Defeso eleitoral: regra para eleições causa ‘apagão’ em sites públicos

Apagão de Dados Públicos Durante Período Eleitoral Causa Preocupação
Desde o início do chamado "defeso eleitoral" em 4 de julho de 2026, a restrição ao acesso a informações essenciais gerou um apagão temporário em diversos portais públicos no Brasil. Essa medida visa cumprir a legislação eleitoral, mas tem prejudicado pesquisadores e gestores que dependem de dados públicos.
Bloqueio de Portais Governamentais
Diversos sites importantes, como o do Ibama, informações sobre mortalidade infantil e o portal do Instituto Nacional de Pesquisas Espaciais (Inpe) estão inacessíveis. A proibição de publicidade institucional, que é uma das regras do período eleitoral, levou a administrações públicas a retirarem do ar dados cruciais para pesquisas científicas e formulação de políticas públicas.

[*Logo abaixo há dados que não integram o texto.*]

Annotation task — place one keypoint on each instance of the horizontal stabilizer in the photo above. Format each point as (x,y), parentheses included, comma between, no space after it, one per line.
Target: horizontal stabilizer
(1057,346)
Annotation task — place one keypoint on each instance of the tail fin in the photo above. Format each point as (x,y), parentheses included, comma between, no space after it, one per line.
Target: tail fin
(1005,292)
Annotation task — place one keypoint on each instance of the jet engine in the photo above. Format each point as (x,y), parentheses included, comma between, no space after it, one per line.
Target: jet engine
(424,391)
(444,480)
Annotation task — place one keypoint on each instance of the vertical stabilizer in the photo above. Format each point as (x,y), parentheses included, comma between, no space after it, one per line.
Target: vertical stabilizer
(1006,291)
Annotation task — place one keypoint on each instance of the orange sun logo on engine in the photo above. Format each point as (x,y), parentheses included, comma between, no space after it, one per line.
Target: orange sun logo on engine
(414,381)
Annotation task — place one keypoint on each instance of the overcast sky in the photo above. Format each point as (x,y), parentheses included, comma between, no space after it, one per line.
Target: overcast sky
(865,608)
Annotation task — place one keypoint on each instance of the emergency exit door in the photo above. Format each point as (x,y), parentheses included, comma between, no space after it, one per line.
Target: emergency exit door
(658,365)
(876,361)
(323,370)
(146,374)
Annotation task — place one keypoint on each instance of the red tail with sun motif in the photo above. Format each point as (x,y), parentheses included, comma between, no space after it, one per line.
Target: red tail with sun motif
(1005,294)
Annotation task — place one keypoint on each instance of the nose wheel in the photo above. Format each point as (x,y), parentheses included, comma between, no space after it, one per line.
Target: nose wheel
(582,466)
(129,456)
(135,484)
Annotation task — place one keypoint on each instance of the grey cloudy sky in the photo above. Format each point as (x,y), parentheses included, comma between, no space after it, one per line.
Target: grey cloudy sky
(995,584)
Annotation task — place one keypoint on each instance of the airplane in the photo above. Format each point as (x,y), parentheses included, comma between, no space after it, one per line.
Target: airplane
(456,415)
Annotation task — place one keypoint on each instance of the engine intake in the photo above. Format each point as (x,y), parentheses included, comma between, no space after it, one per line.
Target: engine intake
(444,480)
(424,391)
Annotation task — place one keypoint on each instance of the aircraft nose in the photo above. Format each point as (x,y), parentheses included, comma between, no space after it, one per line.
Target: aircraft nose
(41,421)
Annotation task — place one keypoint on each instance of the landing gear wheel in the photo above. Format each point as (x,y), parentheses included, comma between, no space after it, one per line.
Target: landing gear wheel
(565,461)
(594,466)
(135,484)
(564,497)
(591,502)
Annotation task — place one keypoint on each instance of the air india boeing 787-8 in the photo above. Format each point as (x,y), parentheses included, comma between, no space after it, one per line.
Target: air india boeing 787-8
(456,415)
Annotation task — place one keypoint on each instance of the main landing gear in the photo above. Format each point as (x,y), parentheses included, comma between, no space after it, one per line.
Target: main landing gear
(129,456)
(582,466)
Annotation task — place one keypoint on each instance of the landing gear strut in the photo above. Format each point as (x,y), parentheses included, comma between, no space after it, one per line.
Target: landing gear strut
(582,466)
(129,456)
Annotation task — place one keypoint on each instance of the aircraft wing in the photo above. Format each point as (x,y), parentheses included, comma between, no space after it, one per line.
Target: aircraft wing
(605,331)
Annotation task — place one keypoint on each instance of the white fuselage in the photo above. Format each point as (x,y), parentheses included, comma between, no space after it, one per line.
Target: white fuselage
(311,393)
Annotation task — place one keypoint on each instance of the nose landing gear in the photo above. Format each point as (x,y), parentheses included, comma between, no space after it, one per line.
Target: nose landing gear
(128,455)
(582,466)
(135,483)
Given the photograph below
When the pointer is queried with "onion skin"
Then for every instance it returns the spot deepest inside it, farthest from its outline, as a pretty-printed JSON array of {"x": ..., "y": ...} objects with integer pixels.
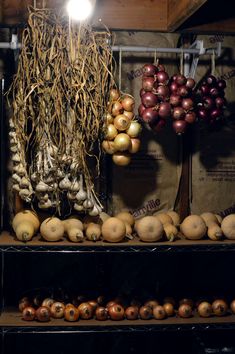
[
  {"x": 28, "y": 314},
  {"x": 219, "y": 307},
  {"x": 204, "y": 309}
]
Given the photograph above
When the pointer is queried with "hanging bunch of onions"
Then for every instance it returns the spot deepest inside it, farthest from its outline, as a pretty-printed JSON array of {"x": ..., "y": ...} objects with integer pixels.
[
  {"x": 182, "y": 102},
  {"x": 121, "y": 129},
  {"x": 154, "y": 108},
  {"x": 59, "y": 95},
  {"x": 211, "y": 101}
]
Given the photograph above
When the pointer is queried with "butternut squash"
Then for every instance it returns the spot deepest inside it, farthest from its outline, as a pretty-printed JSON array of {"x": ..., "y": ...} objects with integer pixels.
[
  {"x": 228, "y": 226},
  {"x": 52, "y": 229},
  {"x": 193, "y": 227},
  {"x": 149, "y": 229}
]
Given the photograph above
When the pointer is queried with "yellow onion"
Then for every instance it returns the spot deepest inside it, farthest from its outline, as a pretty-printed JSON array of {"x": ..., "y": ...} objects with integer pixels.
[
  {"x": 111, "y": 132},
  {"x": 108, "y": 147},
  {"x": 135, "y": 146},
  {"x": 134, "y": 129},
  {"x": 122, "y": 142},
  {"x": 121, "y": 122},
  {"x": 121, "y": 158}
]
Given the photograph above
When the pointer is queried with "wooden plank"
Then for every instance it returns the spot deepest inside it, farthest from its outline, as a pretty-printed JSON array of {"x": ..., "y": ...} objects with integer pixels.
[
  {"x": 180, "y": 10},
  {"x": 132, "y": 14}
]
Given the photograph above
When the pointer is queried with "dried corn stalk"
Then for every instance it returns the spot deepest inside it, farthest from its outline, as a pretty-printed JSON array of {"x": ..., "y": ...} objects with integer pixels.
[{"x": 59, "y": 96}]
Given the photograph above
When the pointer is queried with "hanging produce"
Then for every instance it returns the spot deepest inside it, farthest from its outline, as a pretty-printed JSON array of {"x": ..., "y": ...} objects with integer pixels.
[
  {"x": 121, "y": 129},
  {"x": 59, "y": 97}
]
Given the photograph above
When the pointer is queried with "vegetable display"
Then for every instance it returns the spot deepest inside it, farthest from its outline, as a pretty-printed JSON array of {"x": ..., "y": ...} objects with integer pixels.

O Arquivo Nacional, por exemplo, limitou o acesso a notícias publicadas antes de 3 de julho de 2026, enquanto a plataforma Brasil Participativo ocultou processos encerrados. Além disso, estados brasileiros suspenderam sites e redes sociais até 25 de outubro, evidenciando a extensão do problema.
O Que Realmente Proíbe a Legislação Eleitoral
A legislação eleitoral determina a proibição de publicidade institucional durante os três meses antes da eleição, exceto em casos de grave e urgente necessidade pública, conforme reconhecido pela Justiça Eleitoral. Enquanto a intenção da norma é garantir a igualdade entre os candidatos, o conceito de "publicidade institucional" permanece controverso.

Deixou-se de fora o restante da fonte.